Myosin autoimmunity is not essential for cardiac inflammation in acute Chagas' disease.

Infection with the protozoan parasite Trypanosoma cruzi leads to acute myocarditis that is accompanied by autoimmunity to cardiac myosin in susceptible strains of mice. It has been difficult to determine the contribution of autoimmunity to tissue inflammation, because other inflammatory mechanisms, such as parasite-mediated myocytolysis and parasite-specific immunity, are coincident during active infection. To begin to investigate the contribution of myosin autoimmunity to myocarditis, we selectively inhibited myosin autoimmunity by restoring myosin tolerance via injection of myosin-coupled splenocytes. This tolerization regimen suppressed the strong myosin-specific delayed-type hypersensitivity (DTH) that normally develops in infected mice, although it did not affect myosin-specific Ab production.
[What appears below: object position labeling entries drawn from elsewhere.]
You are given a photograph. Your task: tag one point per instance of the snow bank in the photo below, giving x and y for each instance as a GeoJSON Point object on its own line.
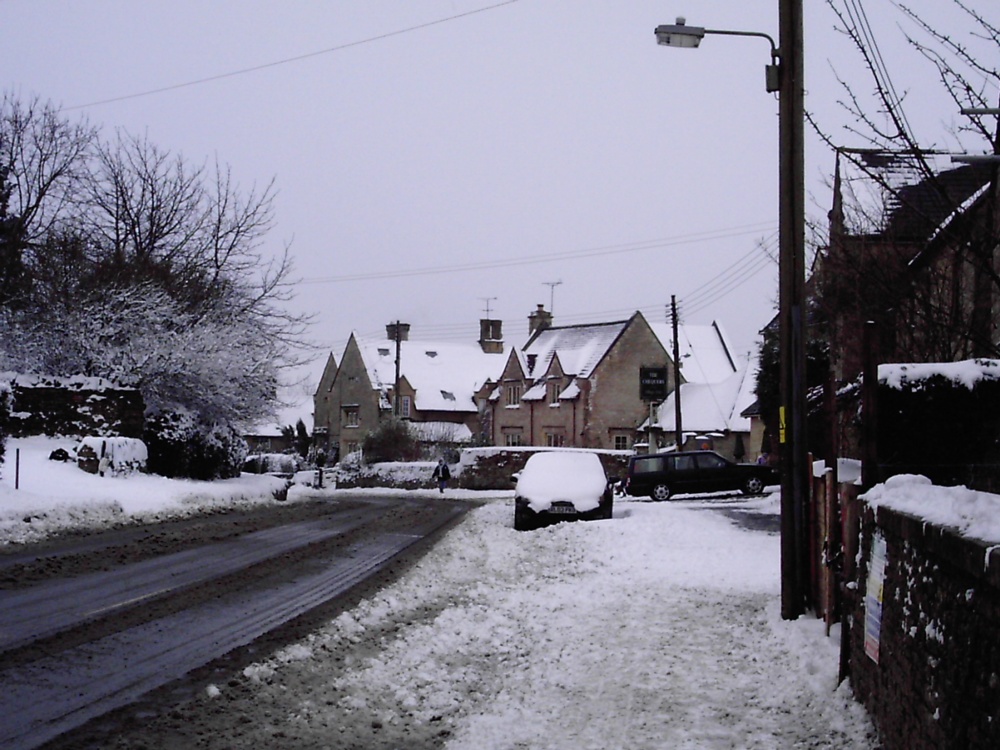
{"type": "Point", "coordinates": [56, 496]}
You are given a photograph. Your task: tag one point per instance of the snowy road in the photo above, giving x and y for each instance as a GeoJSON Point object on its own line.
{"type": "Point", "coordinates": [660, 628]}
{"type": "Point", "coordinates": [45, 697]}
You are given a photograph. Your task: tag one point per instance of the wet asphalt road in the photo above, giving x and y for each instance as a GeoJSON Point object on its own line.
{"type": "Point", "coordinates": [73, 648]}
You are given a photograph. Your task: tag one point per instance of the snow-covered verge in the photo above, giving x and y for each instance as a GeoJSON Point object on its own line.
{"type": "Point", "coordinates": [56, 496]}
{"type": "Point", "coordinates": [659, 628]}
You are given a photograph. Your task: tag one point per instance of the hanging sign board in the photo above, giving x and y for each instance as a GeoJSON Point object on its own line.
{"type": "Point", "coordinates": [653, 383]}
{"type": "Point", "coordinates": [873, 598]}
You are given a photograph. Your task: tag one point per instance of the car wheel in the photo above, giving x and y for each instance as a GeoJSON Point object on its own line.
{"type": "Point", "coordinates": [660, 492]}
{"type": "Point", "coordinates": [522, 522]}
Suppression of myosin autoimmunity had no effect on myocarditis or cardiac parasitosis. In contrast, myosin tolerization completely abrogated myocarditis in mice immunized with purified myosin, which normally causes severe autoimmune myocarditis. In this case, myosin-specific DTH and Ab production were significantly reduced. We also examined the contribution of T. cruzi-specific immunity to inflammation by injection of T. cruzi-coupled splenocytes before infection. This treatment reduced T. cruzi DTH, although there was no effect on parasite-specific Ab production. Interestingly, cardiac inflammation was decreased, cardiac parasitosis was significantly increased, and mortality occurred earlier in the parasite-tolerized animals. These results indicate that myosin-specific autoimmunity, while a potentially important inflammatory mechanism in acute and chronic T. cruzi infection, is not essential for inflammation in acute disease. They also confirm previous studies showing that parasite-specific cell-mediated immunity is important for myocarditis and survival of T. cruzi infection.[1]